Sarah has been acting since the late ’70s and winning awards for her work throughout her career, but is mostly remembered for her role in Heavenly Creatures, which was based on a notorious 1954 Christchurch murder. Directed by Sir Peter Jackson, Sarah won Best Supporting Actress at the New Zealand Film and Television Awards in 1995. Sarah portrayed Honora Parker, who is murdered by her daughter Pauline (played by Melanie Lynskey) and Juliet Hulme (Kate Winslet).

It was a first feature film role for Kate and Melanie, and Sarah has stayed in touch with both actors for the past 26 years, particularly Kate.

“Haven’t they both done amazingly?” she says, adding proudly, “I thought Mare of Easttown was a terrific piece of work from Kate.”

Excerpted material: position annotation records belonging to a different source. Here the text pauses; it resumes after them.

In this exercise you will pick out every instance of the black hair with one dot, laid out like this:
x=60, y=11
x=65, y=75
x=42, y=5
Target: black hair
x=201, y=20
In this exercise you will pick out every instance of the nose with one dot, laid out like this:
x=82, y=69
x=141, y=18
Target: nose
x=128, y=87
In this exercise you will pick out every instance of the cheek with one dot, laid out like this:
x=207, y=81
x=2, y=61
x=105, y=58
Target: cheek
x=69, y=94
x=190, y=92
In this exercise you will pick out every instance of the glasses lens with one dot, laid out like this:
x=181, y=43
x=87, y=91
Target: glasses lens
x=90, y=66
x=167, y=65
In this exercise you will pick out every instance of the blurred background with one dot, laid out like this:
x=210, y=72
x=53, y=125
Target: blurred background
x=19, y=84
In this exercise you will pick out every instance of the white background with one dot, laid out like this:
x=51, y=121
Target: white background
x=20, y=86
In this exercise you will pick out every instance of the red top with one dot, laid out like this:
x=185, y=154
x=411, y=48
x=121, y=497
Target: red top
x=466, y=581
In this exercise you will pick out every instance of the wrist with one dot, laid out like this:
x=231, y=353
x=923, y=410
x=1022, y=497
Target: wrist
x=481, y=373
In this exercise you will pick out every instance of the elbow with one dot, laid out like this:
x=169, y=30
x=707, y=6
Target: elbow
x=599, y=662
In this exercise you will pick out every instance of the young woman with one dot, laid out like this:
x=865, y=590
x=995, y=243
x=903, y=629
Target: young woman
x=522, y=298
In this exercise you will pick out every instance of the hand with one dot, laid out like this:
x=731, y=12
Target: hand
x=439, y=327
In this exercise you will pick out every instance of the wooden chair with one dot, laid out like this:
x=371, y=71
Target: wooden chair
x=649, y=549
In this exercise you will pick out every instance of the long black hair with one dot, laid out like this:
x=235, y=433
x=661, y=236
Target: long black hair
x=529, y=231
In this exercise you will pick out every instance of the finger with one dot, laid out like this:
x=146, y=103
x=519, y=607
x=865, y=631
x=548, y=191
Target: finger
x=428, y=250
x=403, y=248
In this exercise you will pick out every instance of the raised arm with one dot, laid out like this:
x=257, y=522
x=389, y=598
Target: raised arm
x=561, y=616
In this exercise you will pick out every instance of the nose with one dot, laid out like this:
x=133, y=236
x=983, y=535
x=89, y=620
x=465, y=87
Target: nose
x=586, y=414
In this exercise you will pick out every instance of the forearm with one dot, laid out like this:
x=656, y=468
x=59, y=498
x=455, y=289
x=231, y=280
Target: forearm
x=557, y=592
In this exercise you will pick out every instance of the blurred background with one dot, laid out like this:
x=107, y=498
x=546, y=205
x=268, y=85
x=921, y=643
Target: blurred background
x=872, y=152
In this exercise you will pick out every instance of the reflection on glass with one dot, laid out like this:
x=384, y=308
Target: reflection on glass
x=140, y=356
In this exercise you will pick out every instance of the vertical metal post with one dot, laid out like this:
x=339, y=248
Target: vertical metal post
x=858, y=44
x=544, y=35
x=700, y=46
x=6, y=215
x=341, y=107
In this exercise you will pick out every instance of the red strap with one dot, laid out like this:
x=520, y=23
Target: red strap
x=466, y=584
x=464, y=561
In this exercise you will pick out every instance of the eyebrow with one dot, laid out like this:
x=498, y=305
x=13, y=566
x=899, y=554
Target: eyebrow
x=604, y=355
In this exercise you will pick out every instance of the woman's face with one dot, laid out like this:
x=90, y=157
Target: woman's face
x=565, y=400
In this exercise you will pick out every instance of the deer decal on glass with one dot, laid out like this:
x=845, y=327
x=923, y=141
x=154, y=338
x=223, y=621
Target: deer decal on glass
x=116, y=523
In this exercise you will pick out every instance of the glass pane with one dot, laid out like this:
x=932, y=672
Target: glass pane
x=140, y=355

In Covid times, the need for actors to move from location to location has become jeopardised, but Sarah says it is now feasible for actors such as herself and others like Sam Neill to base themselves in New Zealand and still perform offshore.

“When I first went to England in the late ’80s as a young actor, the idea was that you got rid of your New Zealand accent and any sense of history. You removed all that in order to become English, to get work and make your way. If you disappeared back to New Zealand that was a bad move because you were gone off Planet Real, which was in the Northern Hemisphere.

“But all that started to change in the ’90s when it really didn’t matter where you were, and actors started to move in all sorts of directions for work.”

Sarah has more projects lined up in Australia, but one thing is for sure – those grandchildren mean she won’t be straying far from home for very long.